Sementara itu, guna mempercepat proses pembersihan wilayah terdampak bencana, berbagai peralatan kerja juga disalurkan, di antaranya genset 6 unit, gergaji mesin 40 unit, mesin sedot lumpur 7 unit, jet cleaner 60 unit, mini excavator 12 unit, gerobak sorong 310 unit, pacul atau cangkul 4.562 unit, sekop 4.560 unit, sapu lidi 6.000 unit, pel gagang 6.000 unit, pengki 5.240 unit, serokan air karet 6.000 unit, serta sepatu boot 240 pasang.

Bantuan lainnya meliputi helm 64 unit, kacamata google 51 unit, sarung tangan 51 unit, terpal 244 unit, water bladder 1 unit, serta water bladder berkapasitas 5.000 liter sebanyak 12 unit. Tidak ketinggalan, karung plastik ukuran 50 kilogram sebanyak 600 unit dan ukuran 100 kilogram sebanyak 6.000 unit turut disiapkan untuk mendukung pengelolaan material pascabencana.

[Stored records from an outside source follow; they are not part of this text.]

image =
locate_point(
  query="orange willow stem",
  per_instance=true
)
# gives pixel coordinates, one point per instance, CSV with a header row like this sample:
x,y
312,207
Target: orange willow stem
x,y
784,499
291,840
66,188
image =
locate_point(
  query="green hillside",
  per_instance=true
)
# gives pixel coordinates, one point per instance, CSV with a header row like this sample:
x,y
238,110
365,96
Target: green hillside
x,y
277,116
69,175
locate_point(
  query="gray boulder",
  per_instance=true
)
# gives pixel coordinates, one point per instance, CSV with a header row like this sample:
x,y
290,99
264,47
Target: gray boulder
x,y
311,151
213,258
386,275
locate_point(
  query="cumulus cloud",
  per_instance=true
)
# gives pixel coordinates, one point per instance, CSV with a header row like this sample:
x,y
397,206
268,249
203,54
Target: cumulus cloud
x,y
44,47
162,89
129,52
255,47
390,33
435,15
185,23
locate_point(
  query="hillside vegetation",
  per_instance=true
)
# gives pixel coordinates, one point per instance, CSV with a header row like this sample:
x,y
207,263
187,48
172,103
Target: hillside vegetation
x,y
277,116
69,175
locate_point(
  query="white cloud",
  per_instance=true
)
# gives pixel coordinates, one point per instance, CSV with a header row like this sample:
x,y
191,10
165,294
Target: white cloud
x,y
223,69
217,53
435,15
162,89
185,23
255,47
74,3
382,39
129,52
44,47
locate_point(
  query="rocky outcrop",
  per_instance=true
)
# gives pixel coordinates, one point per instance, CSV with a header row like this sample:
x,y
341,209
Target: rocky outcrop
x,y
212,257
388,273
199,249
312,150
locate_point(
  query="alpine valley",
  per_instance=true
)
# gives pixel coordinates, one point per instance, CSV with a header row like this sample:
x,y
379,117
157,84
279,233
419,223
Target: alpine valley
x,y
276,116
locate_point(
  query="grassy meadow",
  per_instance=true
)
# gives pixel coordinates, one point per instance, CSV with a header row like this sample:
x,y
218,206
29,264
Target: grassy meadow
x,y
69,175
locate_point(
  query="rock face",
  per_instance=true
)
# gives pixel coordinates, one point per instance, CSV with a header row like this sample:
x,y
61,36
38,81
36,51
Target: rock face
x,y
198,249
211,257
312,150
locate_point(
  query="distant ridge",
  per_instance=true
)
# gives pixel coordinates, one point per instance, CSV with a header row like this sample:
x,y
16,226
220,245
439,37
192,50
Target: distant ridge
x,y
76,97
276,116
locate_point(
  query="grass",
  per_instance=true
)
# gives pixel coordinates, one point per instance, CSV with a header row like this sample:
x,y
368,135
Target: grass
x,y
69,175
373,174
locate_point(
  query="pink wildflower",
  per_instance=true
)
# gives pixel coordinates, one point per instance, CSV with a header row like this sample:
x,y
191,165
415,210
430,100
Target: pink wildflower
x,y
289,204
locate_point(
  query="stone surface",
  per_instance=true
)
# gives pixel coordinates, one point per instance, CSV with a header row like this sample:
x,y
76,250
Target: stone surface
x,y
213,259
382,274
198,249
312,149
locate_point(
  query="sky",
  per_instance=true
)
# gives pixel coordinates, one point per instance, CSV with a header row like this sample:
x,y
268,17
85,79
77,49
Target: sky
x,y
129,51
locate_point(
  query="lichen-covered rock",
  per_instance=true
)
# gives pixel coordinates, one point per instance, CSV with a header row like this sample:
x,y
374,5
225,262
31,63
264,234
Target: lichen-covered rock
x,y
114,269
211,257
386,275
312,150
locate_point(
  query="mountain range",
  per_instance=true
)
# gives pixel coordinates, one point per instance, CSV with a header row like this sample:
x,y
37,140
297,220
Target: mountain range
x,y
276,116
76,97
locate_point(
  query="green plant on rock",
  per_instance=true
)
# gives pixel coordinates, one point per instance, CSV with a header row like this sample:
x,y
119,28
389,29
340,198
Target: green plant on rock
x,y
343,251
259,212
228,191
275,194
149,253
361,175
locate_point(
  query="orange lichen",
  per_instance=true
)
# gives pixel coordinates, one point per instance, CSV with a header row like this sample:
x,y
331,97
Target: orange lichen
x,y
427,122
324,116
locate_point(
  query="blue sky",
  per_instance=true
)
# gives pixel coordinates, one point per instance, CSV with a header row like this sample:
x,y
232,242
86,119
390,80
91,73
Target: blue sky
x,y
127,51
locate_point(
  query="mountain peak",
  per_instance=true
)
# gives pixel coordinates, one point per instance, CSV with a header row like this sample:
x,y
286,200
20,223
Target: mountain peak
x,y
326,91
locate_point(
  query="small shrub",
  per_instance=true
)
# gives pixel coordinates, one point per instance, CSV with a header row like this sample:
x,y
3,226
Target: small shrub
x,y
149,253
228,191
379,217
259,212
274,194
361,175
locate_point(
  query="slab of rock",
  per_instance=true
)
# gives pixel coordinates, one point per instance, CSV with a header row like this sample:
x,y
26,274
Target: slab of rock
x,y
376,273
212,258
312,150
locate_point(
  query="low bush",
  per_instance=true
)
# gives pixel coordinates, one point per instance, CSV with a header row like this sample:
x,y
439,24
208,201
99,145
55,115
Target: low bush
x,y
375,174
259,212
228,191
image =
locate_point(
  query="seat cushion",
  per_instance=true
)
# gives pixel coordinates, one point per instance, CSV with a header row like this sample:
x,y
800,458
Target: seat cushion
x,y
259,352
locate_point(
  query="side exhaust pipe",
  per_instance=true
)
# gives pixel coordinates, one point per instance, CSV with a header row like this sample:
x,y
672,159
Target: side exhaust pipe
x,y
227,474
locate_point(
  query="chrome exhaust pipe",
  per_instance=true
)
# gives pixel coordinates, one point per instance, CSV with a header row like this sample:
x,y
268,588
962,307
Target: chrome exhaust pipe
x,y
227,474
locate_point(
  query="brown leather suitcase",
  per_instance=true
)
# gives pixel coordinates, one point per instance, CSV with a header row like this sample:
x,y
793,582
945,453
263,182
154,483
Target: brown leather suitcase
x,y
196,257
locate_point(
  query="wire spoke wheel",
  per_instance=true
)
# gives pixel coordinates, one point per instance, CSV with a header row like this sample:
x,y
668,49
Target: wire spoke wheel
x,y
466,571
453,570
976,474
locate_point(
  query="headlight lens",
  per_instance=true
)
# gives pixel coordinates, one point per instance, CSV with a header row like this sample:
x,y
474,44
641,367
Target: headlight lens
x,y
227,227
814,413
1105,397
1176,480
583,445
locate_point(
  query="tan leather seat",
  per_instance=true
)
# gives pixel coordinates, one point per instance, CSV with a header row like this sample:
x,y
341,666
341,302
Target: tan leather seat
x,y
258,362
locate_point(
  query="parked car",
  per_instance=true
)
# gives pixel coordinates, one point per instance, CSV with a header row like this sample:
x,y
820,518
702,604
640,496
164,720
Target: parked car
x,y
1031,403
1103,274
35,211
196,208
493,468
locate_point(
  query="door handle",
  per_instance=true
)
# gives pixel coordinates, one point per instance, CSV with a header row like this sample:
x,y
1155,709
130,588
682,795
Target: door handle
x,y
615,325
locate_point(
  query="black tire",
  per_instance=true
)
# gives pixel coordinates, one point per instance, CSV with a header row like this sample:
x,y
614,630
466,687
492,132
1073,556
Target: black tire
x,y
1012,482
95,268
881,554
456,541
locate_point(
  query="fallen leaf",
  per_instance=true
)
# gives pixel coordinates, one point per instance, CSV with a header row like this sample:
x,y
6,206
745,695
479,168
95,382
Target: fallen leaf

Ketua PMI Sumatera Utara Tun Dr H Rahmat Shah menyampaikan apresiasi yang tinggi atas perhatian dan dukungan PMI Pusat. Ini merupakan bantuan kedua yang dibawa melalui kapal Kalla Line. Ia menegaskan bahwa seluruh bantuan tersebut akan segera disalurkan kepada masyarakat terdampak sesuai dengan arahan dan petunjuk dari PMI Pusat.

“Sejak awal terjadinya bencana hingga hari ini, tim PMI baik dari pusat, provinsi, hingga kabupaten dan kota terus bekerja tanpa henti menjalankan misi kemanusiaan. Bantuan ini akan sangat membantu mempercepat pemulihan masyarakat,” ujar Rahmat Shah.

PMI menegaskan akan terus hadir di tengah masyarakat, tidak hanya pada fase tanggap darurat, tetapi juga dalam proses pemulihan dan rehabilitasi, sebagai wujud nyata pengabdian kemanusiaan tanpa membedakan latar belakang apa pun.

Sakhyan Asmara menambahkan, Ketua Umum PMI Pusat HM Jusuf Kalla memang memberikan perhatian serius terhadap para korban bencana alam. “Bahkan beliau datang melihat langsung ke lokasi bencana baik di Sumut maupun Aceh,” sebutnya.